London-based arts organisation

Artangel is a London-based arts organisation founded in 1985 by Roger Took. The organisation was directed from 1991 by James Lingwood and Michael Morris, who stepped down in 2021 after three decades in the role. In 2022, Mariam Zulfiqar was appointed director. Over its history, the organisation has commissioned and produced a string of notable site-specific works, as well as projects for television, film, radio and the web. Notable past works include the Turner Prize-winning House by Rachel Whiteread (1993), Break Down by Michael Landy (2001) and Seizure by Roger Hiorns (2008–2010), also nominated for the Turner Prize in 2009.

A 2002 article in The Daily Telegraph described the organisation as creating "art that operates by ambush, rather than asking you to pay up before you see it", while a 2007 profile in The Observer noted that "Artangel has worked with exceptional artists to produce some of the most resonant works of our time, in some very unusual places". These have included a condemned council flat (Seizure, 2008–2010), a former postal sorting office (Küba, 2005), a vacated general plumbing store (An Area of Outstanding Unnatural Beauty, 2002) and the former Oxford Street branch of the C&A department store (Break Down, 2001).

==Ongoing projects==

While many of Artangel's projects are intrinsically temporary, certain works have a longer-term remit.

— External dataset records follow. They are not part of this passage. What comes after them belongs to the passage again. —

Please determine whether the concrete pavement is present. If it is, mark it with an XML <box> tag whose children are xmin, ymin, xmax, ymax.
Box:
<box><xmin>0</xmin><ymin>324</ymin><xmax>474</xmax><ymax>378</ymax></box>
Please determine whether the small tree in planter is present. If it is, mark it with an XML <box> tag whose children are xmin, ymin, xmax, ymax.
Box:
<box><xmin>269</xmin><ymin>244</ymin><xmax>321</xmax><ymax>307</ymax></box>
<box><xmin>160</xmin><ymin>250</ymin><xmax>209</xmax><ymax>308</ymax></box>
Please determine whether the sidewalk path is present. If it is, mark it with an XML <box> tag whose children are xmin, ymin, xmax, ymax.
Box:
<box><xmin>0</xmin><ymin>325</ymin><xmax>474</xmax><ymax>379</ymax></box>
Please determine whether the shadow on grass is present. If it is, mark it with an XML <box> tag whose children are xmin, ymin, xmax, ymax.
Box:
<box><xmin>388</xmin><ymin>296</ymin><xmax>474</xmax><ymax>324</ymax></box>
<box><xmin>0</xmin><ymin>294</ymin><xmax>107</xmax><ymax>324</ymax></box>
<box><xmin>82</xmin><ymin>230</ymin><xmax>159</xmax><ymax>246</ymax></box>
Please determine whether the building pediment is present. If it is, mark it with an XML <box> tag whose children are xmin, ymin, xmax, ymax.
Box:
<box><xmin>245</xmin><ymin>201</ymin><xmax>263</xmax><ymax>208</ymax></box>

1 January 2000 saw the launch of Jem Finer's Longplayer, a musical composition that will continue playing until the end of the year 2999. Longplayer can be heard via an online stream, at listening posts internationally and at occasional live performances.

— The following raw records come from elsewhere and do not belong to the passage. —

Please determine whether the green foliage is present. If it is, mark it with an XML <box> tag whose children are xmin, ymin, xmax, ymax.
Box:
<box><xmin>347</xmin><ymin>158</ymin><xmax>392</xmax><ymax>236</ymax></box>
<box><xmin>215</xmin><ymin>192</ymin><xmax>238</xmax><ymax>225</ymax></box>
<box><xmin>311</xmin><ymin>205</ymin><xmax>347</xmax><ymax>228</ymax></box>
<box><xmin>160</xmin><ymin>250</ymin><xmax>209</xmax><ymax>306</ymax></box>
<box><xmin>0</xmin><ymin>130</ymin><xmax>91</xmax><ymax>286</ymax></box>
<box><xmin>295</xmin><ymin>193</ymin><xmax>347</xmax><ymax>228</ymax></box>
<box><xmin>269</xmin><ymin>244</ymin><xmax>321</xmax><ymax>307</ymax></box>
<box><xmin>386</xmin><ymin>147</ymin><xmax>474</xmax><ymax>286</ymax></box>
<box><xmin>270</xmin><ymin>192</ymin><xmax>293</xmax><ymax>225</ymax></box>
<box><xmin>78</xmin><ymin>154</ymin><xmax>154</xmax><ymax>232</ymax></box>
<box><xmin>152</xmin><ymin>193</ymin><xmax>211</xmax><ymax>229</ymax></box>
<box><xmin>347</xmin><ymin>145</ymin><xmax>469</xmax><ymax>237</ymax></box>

In 2007, a former municipal library building in the Icelandic town of Stykkishólmur was transformed into VATNASAFN/Library of Water, a project by Roni Horn that includes an archive of glacial water and a selection of weather 'reports' by residents of Iceland. It operates as a community space and is host to a writers' residency programme.

Ilya and Emilia Kabakov's 1998 work The Palace of Projects resides permanently at a former salt store in the Zollverein Coal Mine Industrial Complex in Essen, Germany.

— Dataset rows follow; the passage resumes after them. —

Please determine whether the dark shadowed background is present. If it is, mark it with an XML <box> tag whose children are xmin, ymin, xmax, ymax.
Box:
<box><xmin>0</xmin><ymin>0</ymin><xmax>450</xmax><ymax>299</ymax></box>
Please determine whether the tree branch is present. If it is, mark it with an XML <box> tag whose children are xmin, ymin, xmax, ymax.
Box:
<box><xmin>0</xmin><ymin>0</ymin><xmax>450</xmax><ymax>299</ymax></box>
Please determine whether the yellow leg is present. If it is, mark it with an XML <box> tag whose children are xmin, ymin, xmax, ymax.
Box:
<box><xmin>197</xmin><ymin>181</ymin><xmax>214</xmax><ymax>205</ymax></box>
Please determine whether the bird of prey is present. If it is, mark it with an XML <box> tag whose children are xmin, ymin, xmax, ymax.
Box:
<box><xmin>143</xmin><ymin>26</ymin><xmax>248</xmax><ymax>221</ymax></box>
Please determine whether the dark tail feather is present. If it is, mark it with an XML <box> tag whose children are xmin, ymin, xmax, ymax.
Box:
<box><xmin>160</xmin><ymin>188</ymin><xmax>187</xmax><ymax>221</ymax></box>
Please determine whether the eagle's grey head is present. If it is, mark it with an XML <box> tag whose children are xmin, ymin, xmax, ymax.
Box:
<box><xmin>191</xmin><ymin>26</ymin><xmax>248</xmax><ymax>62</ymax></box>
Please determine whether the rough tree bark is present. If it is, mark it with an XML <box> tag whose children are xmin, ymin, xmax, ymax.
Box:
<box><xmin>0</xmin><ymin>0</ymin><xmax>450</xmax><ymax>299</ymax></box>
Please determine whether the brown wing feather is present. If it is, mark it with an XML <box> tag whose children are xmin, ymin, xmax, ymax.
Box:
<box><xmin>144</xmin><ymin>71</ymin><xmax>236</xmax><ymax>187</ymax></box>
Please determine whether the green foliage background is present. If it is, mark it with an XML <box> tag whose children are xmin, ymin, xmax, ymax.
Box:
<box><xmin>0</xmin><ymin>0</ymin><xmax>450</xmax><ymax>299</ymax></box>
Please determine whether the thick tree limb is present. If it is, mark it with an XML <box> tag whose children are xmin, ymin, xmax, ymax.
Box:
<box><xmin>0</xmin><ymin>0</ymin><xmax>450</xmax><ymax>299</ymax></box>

Notable patrons as special angels include Carolyn Dailey. Artangel were named one of London's most influential curators in 2017 by Something Curated.

== The Artangel Collection ==

Works, such as Richard Billingham's Fishtank (1998), Paul Pfeiffer's The Saints (2007) and Francis Alÿs' Seven Walks (2004), continue to be exhibited internationally as part of The Artangel Collection. The collection was launched in partnership with Tate in 2011 to enable notable film and video installations to be presented across the UK. Over 25 moving image works – commissioned by Artangel since 1993 – are available for loan, free of charge, to publicly funded UK museums and galleries.